Berlin, sous pression des députés de la majorité, a précisé ses conditions à une nouvelle aide à la Grèce : il faut que les banques renoncent pendant sept ans au remboursement de leurs fonds, une exigence qui est loin de susciter l'unanimité en Europe.
Dans un courrier adressé à ses homologues de la zone euro, rédigé lundi et rendu public mercredi, le ministre des Finances Wolfgang Schäuble a expliqué comment il voyait les choses : "un échange d'obligations conduisant à un allongement de sept ans (de la maturité) des obligations d'Etat grecques en circulation".
Le ministre exige depuis plusieurs semaines, jusqu'ici sans préciser sous quelle forme, que les créanciers privés soient impliqués dans le nouveau plan d'aide à la Grèce en cours de négociations.
Cette participation des banques et fonds d'investissement doit permettre "une répartition équitable du fardeau entre le contribuable et les investisseurs" selon la formule du porte-parole du ministère des Finances Martin Kreienbaum mercredi.
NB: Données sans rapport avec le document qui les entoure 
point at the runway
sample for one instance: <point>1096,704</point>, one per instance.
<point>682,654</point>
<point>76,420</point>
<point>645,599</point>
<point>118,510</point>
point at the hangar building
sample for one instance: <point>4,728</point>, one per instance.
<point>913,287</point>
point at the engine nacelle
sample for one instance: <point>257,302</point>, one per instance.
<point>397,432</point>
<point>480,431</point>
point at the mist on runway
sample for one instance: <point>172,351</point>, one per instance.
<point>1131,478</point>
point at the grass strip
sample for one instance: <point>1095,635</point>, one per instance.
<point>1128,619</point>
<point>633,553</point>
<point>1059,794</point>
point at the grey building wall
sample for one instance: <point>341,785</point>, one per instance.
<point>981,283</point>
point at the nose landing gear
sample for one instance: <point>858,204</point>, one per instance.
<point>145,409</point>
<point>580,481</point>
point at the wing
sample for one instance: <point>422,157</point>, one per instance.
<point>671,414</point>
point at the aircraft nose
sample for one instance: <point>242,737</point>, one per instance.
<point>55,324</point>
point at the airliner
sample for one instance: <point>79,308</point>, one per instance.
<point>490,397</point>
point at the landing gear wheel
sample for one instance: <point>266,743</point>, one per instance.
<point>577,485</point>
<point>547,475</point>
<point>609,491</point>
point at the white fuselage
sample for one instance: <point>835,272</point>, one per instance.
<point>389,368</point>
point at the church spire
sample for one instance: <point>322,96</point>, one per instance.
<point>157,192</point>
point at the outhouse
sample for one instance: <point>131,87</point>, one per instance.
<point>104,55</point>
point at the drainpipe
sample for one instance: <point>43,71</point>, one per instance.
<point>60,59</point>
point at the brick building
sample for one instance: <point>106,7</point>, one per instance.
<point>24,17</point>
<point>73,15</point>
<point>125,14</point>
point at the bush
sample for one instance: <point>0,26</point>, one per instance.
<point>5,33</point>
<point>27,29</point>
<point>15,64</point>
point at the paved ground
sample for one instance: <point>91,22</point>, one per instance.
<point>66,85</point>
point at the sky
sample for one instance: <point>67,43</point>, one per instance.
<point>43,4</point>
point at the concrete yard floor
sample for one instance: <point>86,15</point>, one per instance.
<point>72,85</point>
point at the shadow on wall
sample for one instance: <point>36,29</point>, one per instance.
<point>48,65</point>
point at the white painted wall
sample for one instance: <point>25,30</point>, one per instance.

Une exigence forte des députés allemands de la majorité.
A peine rentrée des Etats-Unis, la chancelière Angela Merkel est d'ailleurs venue évoquer le cas grec devant les groupes parlementaires libéral puis conservateur, pour tenter de calmer les esprits échauffés par la perspective de devoir à nouveau tendre la main à Athènes.
"J'ai rarement vu un échange aussi vif", a commenté pour l'AFP un député libéral (FDP) après la session, qui a duré plus de trois heures. Mme Merkel a repris et défendu les positions exprimées par M. Schäuble dans sa lettre, a-t-il dit.
Celui-ci, venu lui aussi défendre le sauvetage de la Grèce devant les députés, a indiqué être quasiment assuré du soutien du Fonds monétaire international (FMI) pour ses idées, selon ce participant. Mais le ministre a reconnu que convaincre la Banque centrale européenne (BCE) ne sera pas une mince affaire.
Le président de la BCE Jean-Claude Trichet, fermement opposé à l'idée d'une restructuration de la dette grecque, a tout juste ouvert lundi soir la porte à un "rollover", un scénario qui verrait les banques créancières s'engager à racheter d'autres obligations grecques quand celles qu'elles possèdent arriveront à échéance.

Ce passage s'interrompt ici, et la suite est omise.